Am 30. Mai waren wir gemeinsam mit einem echten Dobbertiner Urgestein auf Wanderung durch unseren schönen Ort. Noch immer bin ich beeindruckt davon, mit welcher Tiefe und Lebendigkeit Kurt Müller über die Entwicklung des Parks und Dobbertins berichten kann. Er versteht es auf ganz eigene Weise, seine Zuhörer in vergangene Zeiten mitzunehmen – man fühlt sich förmlich hineinversetzt.
Aufgrund seines Alters begleiteten ihn weitere ältere Dobbertiner, die ebenfalls zahlreiche Anekdoten und Erinnerungen zum Park beisteuern konnten. Umso erstaunlicher war es, dass die Beteiligung aus dem Ort insgesamt eher verhalten blieb – gerade wenn man bedenkt, wie häufig über den Park gesprochen wird und wie oft er als Problemzone benannt wird. Umso erfreulicher war es, dass wir einige Gäste unseres Campingplatzes zur Teilnahme motivieren konnten. So entstand eine Gruppe von rund 20 Personen – eine ideale Größe, um aufmerksam zuzuhören und miteinander ins Gespräch zu kommen.
Es wurden Geschichten aus und über den Park erzählt – und gewissermaßen hatten wir sogar einen „Referenten“, der viele Aussagen vor Ort bestätigte: den Park selbst. Denn auch wenn er schweigt, ist er keineswegs stumm – man muss nur genau hinsehen. So wurde deutlich, dass sich in der Nähe des „Alten Badestrandes“ einst ein weiterer Pavillon befand. Die dort stehenden, lediglich 65 bis 70 Jahre alten Bäume lassen erkennen, dass an dieser Stelle früher eine Freifläche existiert haben muss.

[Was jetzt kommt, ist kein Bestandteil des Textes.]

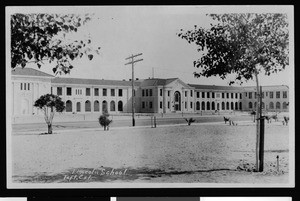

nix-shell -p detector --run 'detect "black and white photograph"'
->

Unser rund 17 Hektar großer Park ist in seiner Form einmalig. Ohne das Kloster Dobbertin wäre er in dieser Weise nie entstanden. Die Menschen früherer Zeiten haben mit bemerkenswerter Fachkenntnis und Gespür einen Park geschaffen – ganz ohne aufwendige, kostenintensive Planung durch externe Ingenieurbüros.
Heute steht der Park als Gartendenkmal in Mecklenburg-Vorpommern unter besonderem Schutz. Der Erhalt der historischen Gestaltung hat oberste Priorität. Bauliche Veränderungen, Neuanpflanzungen oder Eingriffe in die Wegeführung bedürfen zwingend der Genehmigung durch die Denkmalschutzbehörde. Auch für Besucher gelten besondere Verhaltensregeln, um dieses Kulturgut zu bewahren.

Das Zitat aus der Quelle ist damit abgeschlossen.